Table of Contents

  1. Introduction
  2. Model
  3. Code
  4. Take Aways

Introduction

For this project, I tackled a classification problem for a provided data set using logistic regression,and conducted a classification on the data using self written gradient descent optimization.

Model

The data provided was split into two categories, denoted in the below graph as blue for 0 and yellow for 1, with arbitrary x and y values.

dataset.jpg

I first wrote the code for the logistic regression, following which, the regression was iterated over 20,000 times with a learning rate of 0.00001 using the gradient descent method.

Using gradient descent optimization, and assuming linear boundary, we arrived at the below boundary line which captures the majority of the two classes.

linearboundary.jpg

However, I noted that the data seems to show a non-linear boundary, and there exists some non-linear boundary line that will be able to perfectly differentiate between the two classes of data. Post optimization, the new boundary line is as below and captures all points correctly:

nonlinearboundary.jpg

Code

The full self written MATLAB code is available on the github page for the project.

Take Aways

  1. Classification problems should be tackled via logistics regression. The boundary line can be derived through optimization.

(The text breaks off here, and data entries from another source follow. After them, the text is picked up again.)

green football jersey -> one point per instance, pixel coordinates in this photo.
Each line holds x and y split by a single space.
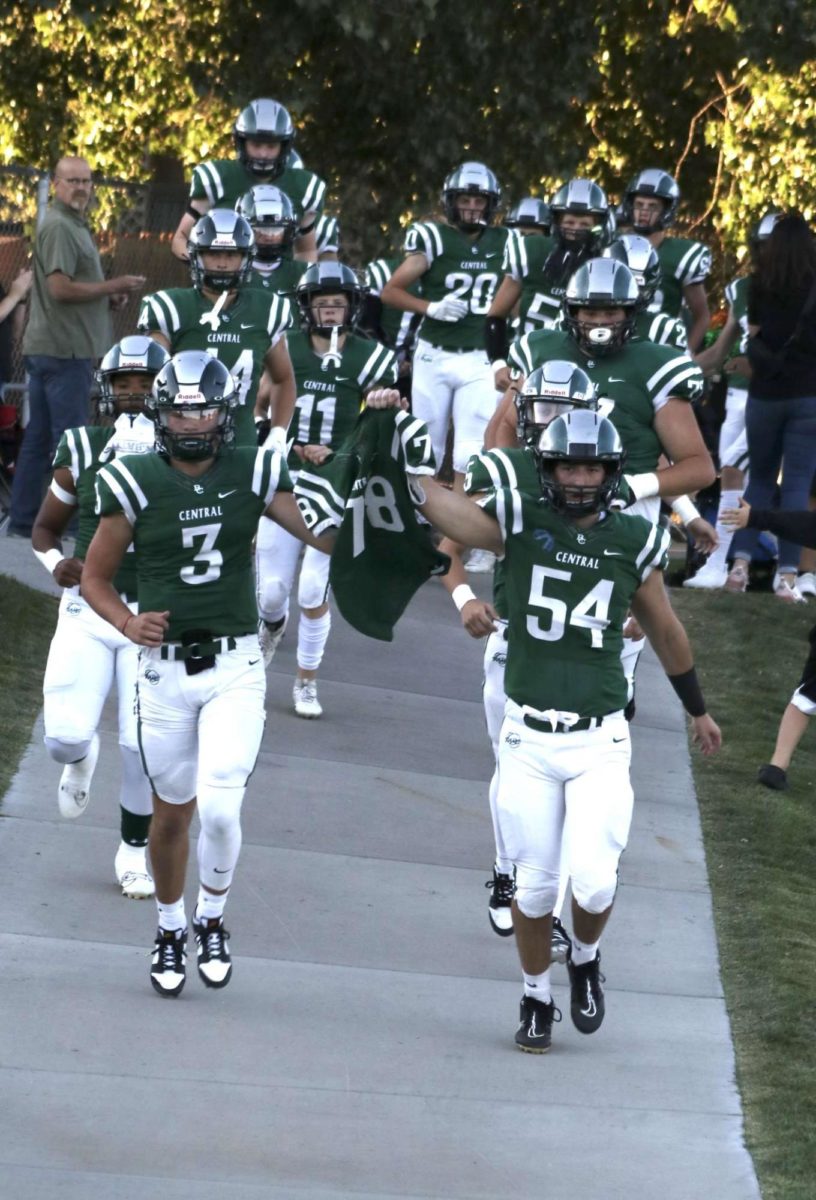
192 537
569 592
736 295
329 391
539 305
84 451
223 181
468 269
246 330
634 384
281 277
394 322
663 329
682 262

  2. In the non-linear boundary, there is some argument that there might be overfitting to the data. This is especially noteworthy at y approx 90-100 and x approx 90-100 respectively. Due to the lack of data points in the region close to the boundary line, there could be an extra amount of curvature to the boundary, which may not necessarily be correct. This problem can be tackled by increasing the number of data points in the training set, especially in regions with high y and low x or high x and low y.